‘I had my first episode of what I now know to be MS not long after my dad died back in 1993. I understand it is quite common to have your first episode in times of extreme stress.
‘Half my face was numb, but the neurologist I saw at the time said they didn’t expect to find anything. It was of course MS,’ Kate says.
‘These days my balance is a lot worse, I have issues speaking sometimes, aphasia and my muscles get a bit stiff. All triggered by heat. The most debilitating issues are cognitive.
After moving from Queensland, to Victoria and more recently Tasmania to find cooler temperatures, Kate has found spending time outdoors to be the best therapy.
‘My garden is so important to me. Without it I do very little physical work or activity, so I get depressed. I just don’t feel like myself without my garden. It grounds me and keeps me mentally calm when I need it,’ Kathryn says.
‘I get a lot of nourishment from nature, I find it very soothing. I like to go somewhere I can be in green places.’
Finding a new pathway after diagnosis
Kate left her work as a chef a few years after her diagnosis and was directed to retraining by MS Plus Employment Support Services. She then began working in an administrative role for the NAB.

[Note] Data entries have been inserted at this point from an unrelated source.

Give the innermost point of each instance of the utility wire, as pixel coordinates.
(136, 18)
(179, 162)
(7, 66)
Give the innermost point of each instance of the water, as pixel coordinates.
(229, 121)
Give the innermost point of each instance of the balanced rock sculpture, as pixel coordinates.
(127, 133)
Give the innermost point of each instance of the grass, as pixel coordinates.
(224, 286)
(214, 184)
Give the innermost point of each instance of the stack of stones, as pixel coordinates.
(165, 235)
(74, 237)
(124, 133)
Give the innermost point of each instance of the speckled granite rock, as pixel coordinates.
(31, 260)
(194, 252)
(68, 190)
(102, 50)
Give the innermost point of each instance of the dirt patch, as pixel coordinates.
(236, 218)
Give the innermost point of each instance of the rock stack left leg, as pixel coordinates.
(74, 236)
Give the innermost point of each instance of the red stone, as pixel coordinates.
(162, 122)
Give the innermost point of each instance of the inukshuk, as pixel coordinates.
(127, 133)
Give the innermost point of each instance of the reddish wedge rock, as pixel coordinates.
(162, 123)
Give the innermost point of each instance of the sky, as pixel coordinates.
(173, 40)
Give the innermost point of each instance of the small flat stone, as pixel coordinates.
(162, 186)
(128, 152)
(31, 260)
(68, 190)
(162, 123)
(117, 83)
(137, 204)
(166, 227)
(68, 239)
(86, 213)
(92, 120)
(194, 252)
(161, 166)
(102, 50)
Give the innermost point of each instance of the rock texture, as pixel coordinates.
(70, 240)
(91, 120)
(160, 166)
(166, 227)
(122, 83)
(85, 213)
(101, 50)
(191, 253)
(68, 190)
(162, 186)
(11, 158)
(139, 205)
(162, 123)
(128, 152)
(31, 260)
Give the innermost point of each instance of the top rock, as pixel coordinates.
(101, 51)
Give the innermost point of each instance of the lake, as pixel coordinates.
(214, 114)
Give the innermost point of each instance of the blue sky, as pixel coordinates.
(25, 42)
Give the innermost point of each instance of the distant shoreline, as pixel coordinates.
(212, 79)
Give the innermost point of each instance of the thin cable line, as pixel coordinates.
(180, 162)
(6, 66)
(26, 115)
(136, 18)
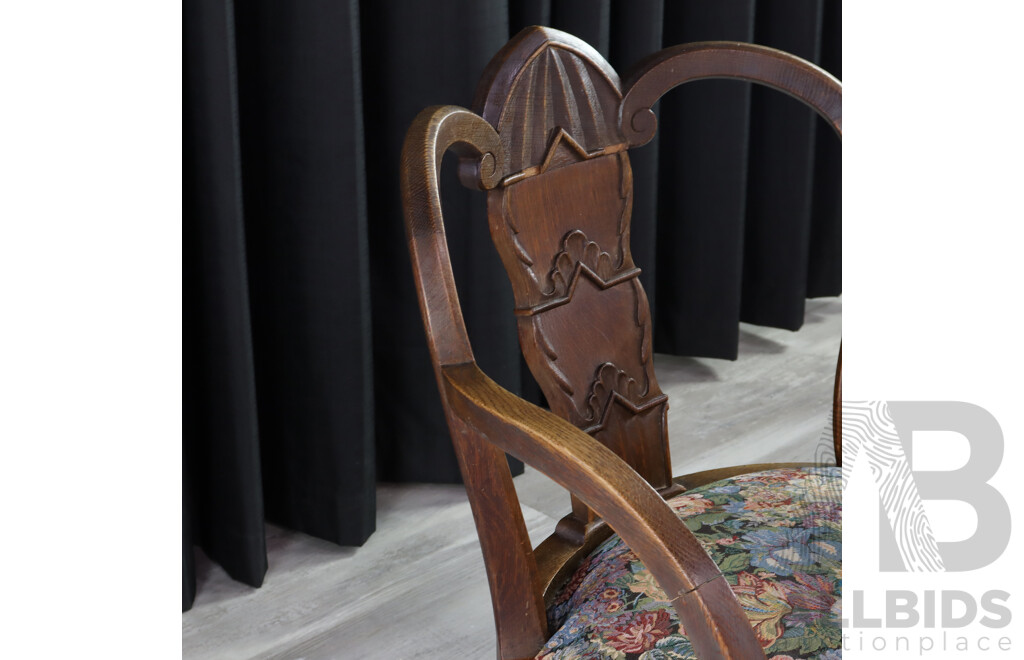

‘I used to be a chef but had issues with the heat and fatigue and you need good memory to be a chef.’
As soon as she left work for good in 2011, Kate became a passionate volunteer, beginning at a local art gallery. She also gives back in part through her seed library, as part of a seed savers group, which she hosts out the front of her house.
‘The seeds I grow are free and people can come and grab some or deposit their own seeds for people to take. We teach people how to save the seeds by letting one of their plants to go to seed and then donating them back.
‘It started during COVID, when community groups were trying to keep people connected. It’s also about trying to teach people who might want to grow their own food or to connect with their local community,’ Kate says.
‘Volunteering is huge for me. I found so many groups of people who were really supportive, I could do jobs that wouldn’t make me ill and if it did make me ill, I could change what I was doing.’
Kate also joined a community garden in 2013.
‘Joining my local community garden in Melbourne gave me access to local networks, as well as fresh fruit and veg, and helped me make wonderful like-minded friends.
‘This encouraged me to learn more about growing my own food and to develop my Melbourne garden. It was a steep garden so it kept me fit but over time accessibility and the risk of falls became more of an issue.
‘Now in Tasmania, we are in a lovely house with more space and some mostly flat land. I can go from inside to outside easily on wheels now but have struggled with some of the rough ground to the veggie patch. Whatever happens I will always find a way to continue to grow food and flowers and be creative in a garden, it is just so good for my mental health.’
Going for gold
While Kate loves to garden, her mobility has impacted her ability to navigate the uneven garden ground.
Her recent MS Go for Gold Scholarship funds will help to build a new garden path, so Kate can once again enjoy safe and comfortable access to her garden.
‘I do my garden rounds every day if I can. I go out and look at buds forming or about to burst; I look under leaves to check for pests; I touch herbs to smell their scent; I pull the odd weed to give to my chickens; I watch the wild birds and stop to listen to their songs; I sit on our bench at the top of the patch to enjoy the view over the river; I work through questions and plans; I admire the colour of the new season’s flowers and I check on the fruit and veggies I grow for myself and my husband.
‘I will soon be able to access my garden on good MS days and bad MS days,’ Kate says.
‘I think everybody should start a garden. It’s so good for you. It really keeps you very grounded I think.
‘I feel it’s really important for those of us with disability or difference to try to get out into the community as much as possible. Maybe by volunteering or joining a club or even a community garden. Loneliness is a killer and besides, the wider community needs to know we are here.’